On February 10, 2017, the Fifth Circuit court of appeals decided Fisher v. Lufkin Industries.

The plaintiff in Fisher, an African-American man, alleged that he was fired for making a good faith complaint of racial discrimination. In other words, Fisher alleged that he was fired for complaining that someone had discriminated against him because of his race.

In a typical retaliation case, the plaintiff makes a complaint against someone, usually a supervisor, and the supervisor against whom the complaint was made takes an adverse employment action against the plaintiff. If the plaintiff in a typical case can prove that the supervisor took the adverse employment action because of the plaintiff's complaint, the plaintiff should win the case.

Fisher, however, is not a typical case. Fisher complained to Lufkin's human resources that his direct supervisor, Saxton, had made a racially harassing comment to him. Lufkin conducted an investigation, but determined that the comment was not motivated by Fisher's race.

Fisher's white co-worker, Rhoden, took exception to the fact that Fisher made a complaint of race discrimination against Saxton. Rhoden, therefore, complained to Saxton supervisor, Jinkins. At some point during this conversation, Rhoden and Jinkins discussed the fact that Fisher had been selling pornographic DVDs to co-workers while at work. Jinkins decided to conduct a "sting operation," and asked Rhoden to buy one of Fisher's pornographic DVDs. The first DVD that Rhoden bought from Fisher was blank, but Jinkins considered the second to be pornographic.

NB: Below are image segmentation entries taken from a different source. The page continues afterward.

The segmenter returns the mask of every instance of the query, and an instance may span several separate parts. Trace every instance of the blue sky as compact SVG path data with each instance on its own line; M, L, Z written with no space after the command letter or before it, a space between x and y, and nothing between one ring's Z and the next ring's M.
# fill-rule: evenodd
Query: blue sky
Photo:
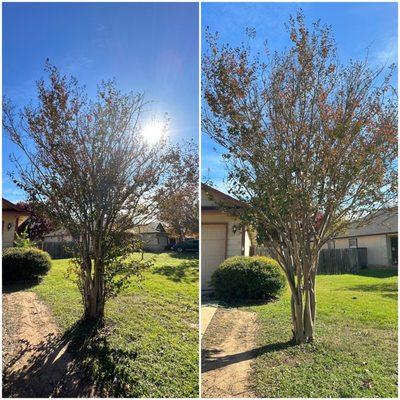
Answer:
M206 27L217 31L221 42L231 45L246 39L246 27L254 27L257 40L252 43L260 50L265 39L270 50L282 50L289 45L284 24L300 8L307 23L321 19L331 25L343 63L351 58L363 59L368 48L371 63L397 64L396 3L203 3L202 50L206 50ZM218 146L203 135L202 179L211 180L225 191L226 174L220 153Z
M173 142L198 139L198 5L3 3L3 95L35 99L46 58L93 95L103 79L145 91L152 114L170 118ZM7 176L16 151L3 135L3 196L24 198Z

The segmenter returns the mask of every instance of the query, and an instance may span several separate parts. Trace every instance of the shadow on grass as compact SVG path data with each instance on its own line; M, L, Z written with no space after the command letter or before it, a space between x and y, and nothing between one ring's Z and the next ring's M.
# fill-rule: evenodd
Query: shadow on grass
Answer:
M263 354L273 353L275 351L285 350L288 347L295 346L292 340L286 342L271 343L261 346L257 349L244 351L242 353L230 354L228 356L220 356L217 349L206 349L201 352L201 372L213 371L215 369L226 367L227 365L236 364L238 362L252 360Z
M173 282L195 282L199 276L197 260L188 260L178 265L161 265L153 268L153 273L164 275Z
M214 296L208 296L204 299L204 303L218 303L220 308L240 308L240 307L251 307L251 306L262 306L264 304L273 303L279 300L278 297L268 297L266 299L249 299L249 300L221 300ZM203 301L202 301L203 303Z
M370 278L391 278L397 276L397 268L367 268L359 271L357 275Z
M21 290L29 290L39 285L41 281L41 279L13 283L4 283L3 281L3 293L15 293Z
M123 396L118 369L137 354L112 348L108 336L103 325L80 320L63 335L20 343L3 367L3 397L94 397L110 390Z
M387 282L387 283L374 283L369 285L354 285L346 288L351 291L360 291L367 293L379 293L383 297L397 298L397 283Z
M85 397L92 384L79 368L82 336L74 325L64 335L48 334L40 342L20 341L18 353L3 366L3 397Z
M168 252L168 255L172 258L178 258L180 260L198 260L199 259L199 252L198 251L191 251L186 253L178 253L176 251Z

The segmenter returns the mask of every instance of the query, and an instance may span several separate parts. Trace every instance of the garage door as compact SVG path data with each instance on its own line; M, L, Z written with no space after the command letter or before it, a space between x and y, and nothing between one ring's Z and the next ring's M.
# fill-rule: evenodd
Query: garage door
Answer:
M226 225L201 226L201 288L210 288L212 273L225 260Z

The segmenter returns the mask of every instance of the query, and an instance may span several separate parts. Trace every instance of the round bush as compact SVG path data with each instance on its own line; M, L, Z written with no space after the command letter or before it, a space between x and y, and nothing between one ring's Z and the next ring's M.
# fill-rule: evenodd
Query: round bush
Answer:
M277 297L285 287L279 264L268 257L231 257L211 277L217 298L225 301Z
M38 280L49 272L51 258L34 247L11 247L3 251L3 282Z

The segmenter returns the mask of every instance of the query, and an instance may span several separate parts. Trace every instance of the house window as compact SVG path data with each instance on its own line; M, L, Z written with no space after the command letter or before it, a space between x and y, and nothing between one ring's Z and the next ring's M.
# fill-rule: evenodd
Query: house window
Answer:
M356 249L357 246L357 238L350 238L349 239L349 248L350 249Z

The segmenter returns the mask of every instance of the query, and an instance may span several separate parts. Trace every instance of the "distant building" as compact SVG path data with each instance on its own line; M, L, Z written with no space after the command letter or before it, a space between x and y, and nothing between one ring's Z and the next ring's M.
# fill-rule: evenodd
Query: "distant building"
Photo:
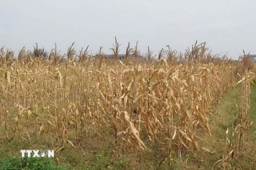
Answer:
M250 57L252 58L253 61L256 62L256 55L250 55Z
M93 58L97 58L98 55L95 55L93 56ZM134 57L135 56L134 54L131 54L129 56L129 57ZM125 57L125 54L118 54L117 55L117 58L119 60L123 60ZM114 54L102 54L102 58L110 58L113 59L115 57ZM143 58L143 56L140 54L137 54L137 58Z

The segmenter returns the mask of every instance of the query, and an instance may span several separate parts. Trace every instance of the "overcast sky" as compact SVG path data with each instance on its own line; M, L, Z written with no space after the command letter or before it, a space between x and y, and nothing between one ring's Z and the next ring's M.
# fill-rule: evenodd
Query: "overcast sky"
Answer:
M184 52L197 40L212 54L237 59L256 54L256 1L244 0L0 0L0 47L16 52L35 43L61 53L75 42L110 53L115 36L125 53L137 40L141 53L157 54L169 45Z

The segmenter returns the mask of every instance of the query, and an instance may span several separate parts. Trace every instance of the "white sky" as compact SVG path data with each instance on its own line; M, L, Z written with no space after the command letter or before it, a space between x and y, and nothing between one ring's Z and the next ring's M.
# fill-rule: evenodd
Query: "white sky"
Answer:
M111 53L115 36L125 53L137 40L141 53L156 55L169 45L184 52L196 40L212 54L256 54L256 1L253 0L0 0L0 47L16 52L35 43L62 54L75 42L93 53Z

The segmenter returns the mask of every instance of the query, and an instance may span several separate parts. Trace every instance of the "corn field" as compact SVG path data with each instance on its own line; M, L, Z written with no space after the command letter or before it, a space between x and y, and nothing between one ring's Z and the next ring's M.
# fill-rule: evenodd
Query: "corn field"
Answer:
M169 47L158 60L152 60L148 48L148 61L94 59L86 57L87 49L77 54L72 46L63 63L57 46L47 59L22 49L13 62L11 52L2 49L0 133L8 152L12 141L47 134L55 136L52 149L76 147L81 137L110 135L109 128L121 148L150 150L145 140L161 141L170 159L171 150L199 150L197 132L211 135L211 108L236 85L240 71L203 44L184 54Z

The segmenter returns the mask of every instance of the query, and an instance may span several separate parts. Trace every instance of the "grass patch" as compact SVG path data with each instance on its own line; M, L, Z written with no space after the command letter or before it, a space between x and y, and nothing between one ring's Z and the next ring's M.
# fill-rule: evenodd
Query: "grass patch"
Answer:
M219 105L214 108L210 118L212 132L210 136L204 131L198 130L197 133L201 139L199 145L208 151L202 149L194 154L188 152L181 153L173 151L172 169L216 169L214 163L221 159L223 149L226 145L226 131L228 128L229 133L234 121L239 112L240 88L230 90L223 98ZM234 103L235 101L235 107ZM250 169L256 165L256 88L252 87L250 112L252 124L251 130L246 133L244 149L238 156L230 161L232 169ZM237 105L238 107L236 106ZM232 118L234 112L234 117ZM41 146L51 147L54 139L54 133L43 134L36 141L31 138L29 143L21 141L20 145L18 139L11 142L13 156L6 156L6 144L2 140L0 147L0 169L167 169L169 167L167 151L160 149L161 142L147 141L146 146L151 149L151 152L133 151L129 149L121 149L115 144L114 131L112 128L105 129L106 132L99 131L92 135L85 136L79 139L77 143L80 148L75 149L66 145L55 154L58 159L19 158L20 149L31 149L32 144L39 148ZM230 133L229 133L230 134ZM141 134L143 138L146 135ZM82 151L83 149L83 151ZM14 156L16 156L15 157Z

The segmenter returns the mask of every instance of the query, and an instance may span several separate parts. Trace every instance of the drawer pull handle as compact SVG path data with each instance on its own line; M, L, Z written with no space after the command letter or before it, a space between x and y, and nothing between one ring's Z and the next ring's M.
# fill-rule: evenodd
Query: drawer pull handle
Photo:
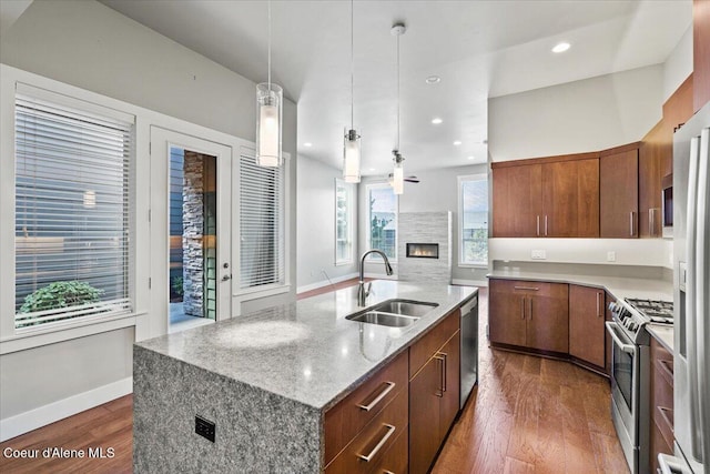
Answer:
M393 425L388 425L386 423L384 424L384 426L387 426L387 433L385 433L385 435L382 437L382 440L379 440L377 445L375 447L373 447L373 451L371 451L368 455L358 454L357 457L359 457L361 460L365 461L366 463L369 463L372 461L372 458L377 455L379 450L382 450L382 446L385 445L387 440L389 440L389 437L392 437L392 435L395 433L395 430L396 430Z
M382 399L384 399L385 396L387 396L387 394L389 392L392 392L396 385L396 383L394 382L385 382L387 384L387 386L385 387L385 390L383 390L382 392L379 392L379 395L377 395L375 397L375 400L373 400L372 402L369 402L369 405L357 405L357 407L363 409L366 412L369 412L371 410L373 410L379 402L382 402Z
M658 366L661 367L661 371L666 372L666 375L673 380L673 366L671 361L658 360Z

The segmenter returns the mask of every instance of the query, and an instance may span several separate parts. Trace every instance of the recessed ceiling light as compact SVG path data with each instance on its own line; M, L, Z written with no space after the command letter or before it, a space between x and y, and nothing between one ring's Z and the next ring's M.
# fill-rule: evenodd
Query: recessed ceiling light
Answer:
M565 52L569 49L570 44L568 42L557 43L555 48L552 48L552 52Z

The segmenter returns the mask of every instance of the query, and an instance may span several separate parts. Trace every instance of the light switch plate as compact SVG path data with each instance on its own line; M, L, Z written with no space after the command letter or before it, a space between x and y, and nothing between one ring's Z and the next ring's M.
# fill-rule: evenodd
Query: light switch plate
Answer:
M545 251L544 250L534 250L530 258L532 260L545 260L547 259L547 256L545 255Z

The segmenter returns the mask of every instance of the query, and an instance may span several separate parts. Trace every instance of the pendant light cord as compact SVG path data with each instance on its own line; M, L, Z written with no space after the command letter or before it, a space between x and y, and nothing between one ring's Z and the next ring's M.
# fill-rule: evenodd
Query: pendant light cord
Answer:
M271 92L271 0L267 2L268 9L268 92Z
M399 151L399 37L397 34L397 151Z
M354 0L351 0L351 130L354 129L355 125L355 52L353 44L355 43L355 8Z

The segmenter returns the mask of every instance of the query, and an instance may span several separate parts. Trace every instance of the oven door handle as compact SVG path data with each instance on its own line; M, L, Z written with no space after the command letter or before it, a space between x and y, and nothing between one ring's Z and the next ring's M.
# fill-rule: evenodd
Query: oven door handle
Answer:
M619 334L617 333L618 331L617 327L619 325L617 323L615 323L613 321L607 321L605 324L607 325L607 331L609 332L609 335L611 335L611 339L619 346L621 351L626 352L627 354L636 354L636 345L627 344L623 341L621 341L621 337L619 337Z

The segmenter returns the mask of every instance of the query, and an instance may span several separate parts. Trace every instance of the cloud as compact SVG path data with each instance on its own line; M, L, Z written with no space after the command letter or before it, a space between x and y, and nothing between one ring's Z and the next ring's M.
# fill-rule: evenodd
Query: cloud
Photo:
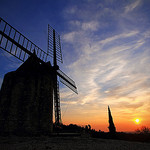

The company then conducted an investigation into what it claimed was Fisher's unauthorized business of selling pornography at work. Fisher was somewhat uncooperative in the investigation, and eventually left the work site while Lufkin officials were trying to search his vehicle. Fisher claimed he had to go home to care for his wife, who was ill. Several days later, and after several Lufkin officials got involved, Lufkin fired Fisher in a letter that Jinkins signed. Lufkin claimed only that it fired Fisher for a "serious violation of company policy."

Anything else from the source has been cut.